Después de llegar a Valdez había intentado retomar sus tareas cotidianas. Había estado trabajando para reflexionar y adaptarse de nuevo a su antigua vida en Alaska y para olvidarla a ella, y había tenido sus más y sus menos con Ian, que era quien ahora hacía el trabajo de él.
Cuanto más se sumergía el sol más allá del horizonte, más clara podía reconocerse la aurora boreal. Unas nubes de luz verde flameaban ondulantes en el cielo nocturno. En ocasiones, la aurora boreal era tan clara que toda la bahía, las montañas, el fiordo y la ciudad compuesta de tiendas y de cabañas de madera parecían estar revestidas de polvo brillante de estrellas. ¡Y qué claridad había entonces!
Randy se incorporó y se puso a mirar por la cuesta abajo hacia Valdez. Le temblaban las ijadas. Josh siguió la dirección de su mirada: Ian estaba subiendo la cuesta en dirección a ellos.
—Eh, Ian.
—Josh. —Se sentó junto a él en la hierba y dirigió la vista hacia el barco que se acercaba bajo ellos lentamente al puerto. Acarició a Randy—. Rob ha telegrafiado que llegará la semana que viene a Valdez. Se va a encontrar con Colin para echar un vistazo al yacimiento de cobre de los Montes Chugach. Quiere hablar con nosotros y pregunta si el viernes que viene estaremos todavía en Valdez.
—¡Ah!
—¿Estarás la semana que viene todavía en Valdez, Josh? —preguntó Ian con un tono evidente de irritación.

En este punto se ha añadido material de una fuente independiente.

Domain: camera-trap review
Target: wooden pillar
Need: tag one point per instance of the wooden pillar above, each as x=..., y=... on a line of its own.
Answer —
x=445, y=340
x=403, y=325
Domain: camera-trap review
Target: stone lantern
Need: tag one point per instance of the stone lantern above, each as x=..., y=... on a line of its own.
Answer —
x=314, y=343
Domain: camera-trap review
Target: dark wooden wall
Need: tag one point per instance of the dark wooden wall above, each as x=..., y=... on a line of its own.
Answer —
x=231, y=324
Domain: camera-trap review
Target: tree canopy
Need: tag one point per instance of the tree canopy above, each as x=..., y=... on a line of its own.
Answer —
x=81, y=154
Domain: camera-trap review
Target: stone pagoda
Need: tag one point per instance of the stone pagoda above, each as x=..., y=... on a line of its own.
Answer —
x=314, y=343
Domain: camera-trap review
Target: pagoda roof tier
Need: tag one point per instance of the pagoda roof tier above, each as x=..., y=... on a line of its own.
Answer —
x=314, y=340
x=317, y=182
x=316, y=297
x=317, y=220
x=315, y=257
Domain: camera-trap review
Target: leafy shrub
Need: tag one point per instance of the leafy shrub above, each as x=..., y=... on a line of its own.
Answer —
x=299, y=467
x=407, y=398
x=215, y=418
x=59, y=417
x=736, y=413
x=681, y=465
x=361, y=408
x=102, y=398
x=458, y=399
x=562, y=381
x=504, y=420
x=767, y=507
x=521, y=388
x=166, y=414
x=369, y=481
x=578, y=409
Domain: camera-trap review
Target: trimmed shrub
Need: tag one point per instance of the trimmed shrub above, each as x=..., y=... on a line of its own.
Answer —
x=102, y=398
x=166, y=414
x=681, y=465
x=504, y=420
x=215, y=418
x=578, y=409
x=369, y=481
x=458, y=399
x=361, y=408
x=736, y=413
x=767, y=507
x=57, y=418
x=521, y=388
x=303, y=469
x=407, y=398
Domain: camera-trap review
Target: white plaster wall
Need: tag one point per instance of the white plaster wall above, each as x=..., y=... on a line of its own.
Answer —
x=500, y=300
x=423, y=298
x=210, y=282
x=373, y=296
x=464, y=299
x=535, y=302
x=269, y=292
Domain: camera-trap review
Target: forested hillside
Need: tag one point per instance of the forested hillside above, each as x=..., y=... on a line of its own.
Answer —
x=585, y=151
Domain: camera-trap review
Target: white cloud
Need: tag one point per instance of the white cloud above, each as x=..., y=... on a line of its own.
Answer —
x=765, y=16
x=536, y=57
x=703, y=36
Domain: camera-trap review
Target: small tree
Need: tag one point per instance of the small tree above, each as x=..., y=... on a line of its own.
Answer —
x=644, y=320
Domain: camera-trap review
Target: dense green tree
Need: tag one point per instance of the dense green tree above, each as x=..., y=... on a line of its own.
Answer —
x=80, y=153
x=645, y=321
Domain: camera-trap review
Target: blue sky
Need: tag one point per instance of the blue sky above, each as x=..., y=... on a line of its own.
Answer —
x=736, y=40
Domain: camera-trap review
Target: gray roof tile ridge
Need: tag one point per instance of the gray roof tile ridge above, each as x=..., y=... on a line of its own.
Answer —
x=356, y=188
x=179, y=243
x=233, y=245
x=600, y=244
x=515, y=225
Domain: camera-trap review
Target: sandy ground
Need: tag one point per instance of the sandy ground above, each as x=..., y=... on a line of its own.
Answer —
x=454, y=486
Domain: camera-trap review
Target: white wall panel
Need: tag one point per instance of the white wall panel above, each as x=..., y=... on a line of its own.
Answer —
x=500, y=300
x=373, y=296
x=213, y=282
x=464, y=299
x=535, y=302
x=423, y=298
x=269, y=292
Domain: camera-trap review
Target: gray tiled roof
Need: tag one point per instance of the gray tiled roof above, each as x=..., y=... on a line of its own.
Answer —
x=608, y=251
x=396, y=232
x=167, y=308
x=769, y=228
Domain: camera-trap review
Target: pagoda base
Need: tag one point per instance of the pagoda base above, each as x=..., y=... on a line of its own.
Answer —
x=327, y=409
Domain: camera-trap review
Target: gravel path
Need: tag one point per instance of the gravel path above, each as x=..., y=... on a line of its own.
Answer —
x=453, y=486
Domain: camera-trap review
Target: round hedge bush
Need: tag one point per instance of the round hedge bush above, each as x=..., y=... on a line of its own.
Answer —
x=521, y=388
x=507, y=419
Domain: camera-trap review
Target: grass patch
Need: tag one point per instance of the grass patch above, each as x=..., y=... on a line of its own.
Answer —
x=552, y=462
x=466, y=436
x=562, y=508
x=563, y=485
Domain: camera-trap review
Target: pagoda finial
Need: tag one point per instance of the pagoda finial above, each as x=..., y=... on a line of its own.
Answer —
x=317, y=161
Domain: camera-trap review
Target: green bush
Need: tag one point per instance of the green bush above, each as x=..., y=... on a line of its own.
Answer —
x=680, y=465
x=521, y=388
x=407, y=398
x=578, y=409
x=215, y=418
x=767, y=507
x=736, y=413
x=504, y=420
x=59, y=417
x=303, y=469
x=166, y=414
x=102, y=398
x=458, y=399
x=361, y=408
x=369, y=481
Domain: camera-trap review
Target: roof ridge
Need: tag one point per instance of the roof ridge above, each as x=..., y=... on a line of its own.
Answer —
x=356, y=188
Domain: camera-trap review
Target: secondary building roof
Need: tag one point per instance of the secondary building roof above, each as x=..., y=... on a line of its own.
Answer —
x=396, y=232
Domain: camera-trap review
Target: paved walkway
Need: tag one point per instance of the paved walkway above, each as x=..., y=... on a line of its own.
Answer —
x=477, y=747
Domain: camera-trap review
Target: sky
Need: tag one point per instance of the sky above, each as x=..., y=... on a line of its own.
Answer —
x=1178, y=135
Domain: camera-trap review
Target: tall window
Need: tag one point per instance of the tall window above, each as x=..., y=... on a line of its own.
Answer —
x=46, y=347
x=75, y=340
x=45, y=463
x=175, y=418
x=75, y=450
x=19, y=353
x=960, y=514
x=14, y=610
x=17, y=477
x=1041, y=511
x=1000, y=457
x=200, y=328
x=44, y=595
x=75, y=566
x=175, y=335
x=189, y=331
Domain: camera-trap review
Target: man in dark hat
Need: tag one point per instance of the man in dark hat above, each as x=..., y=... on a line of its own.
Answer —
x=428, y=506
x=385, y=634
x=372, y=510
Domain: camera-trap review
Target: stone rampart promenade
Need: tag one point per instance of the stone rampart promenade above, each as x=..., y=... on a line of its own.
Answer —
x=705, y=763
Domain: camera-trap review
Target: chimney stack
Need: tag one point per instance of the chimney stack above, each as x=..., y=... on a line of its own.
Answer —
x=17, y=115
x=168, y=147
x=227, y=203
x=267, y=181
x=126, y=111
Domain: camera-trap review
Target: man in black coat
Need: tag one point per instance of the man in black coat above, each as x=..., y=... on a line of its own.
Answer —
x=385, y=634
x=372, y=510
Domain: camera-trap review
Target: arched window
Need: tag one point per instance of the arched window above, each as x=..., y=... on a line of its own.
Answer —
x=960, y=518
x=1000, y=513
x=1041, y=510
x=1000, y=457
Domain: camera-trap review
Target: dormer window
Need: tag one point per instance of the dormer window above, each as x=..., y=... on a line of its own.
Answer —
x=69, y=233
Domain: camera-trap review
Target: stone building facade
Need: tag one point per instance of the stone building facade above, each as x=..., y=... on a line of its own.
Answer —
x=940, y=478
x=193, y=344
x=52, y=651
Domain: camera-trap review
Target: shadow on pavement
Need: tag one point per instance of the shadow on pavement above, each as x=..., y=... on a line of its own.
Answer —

—Sí, seguro que sí. Si depende de Sissy, Rob se convertirá en mi cuñado. Quiero conocerle.
—Y él a ti. —Ian resopló—. Josh, ¿qué estás haciendo aquí?
—Estoy sentado esperando a ese barco que viene.
—No me refiero a eso —dijo con crispación.
—¡Ya me parecía a mí! —Josh extrajo el paquete de Chesterfield de su parka, pero estaba vacío. Hizo una bola con el envoltorio y la lanzó para atrás.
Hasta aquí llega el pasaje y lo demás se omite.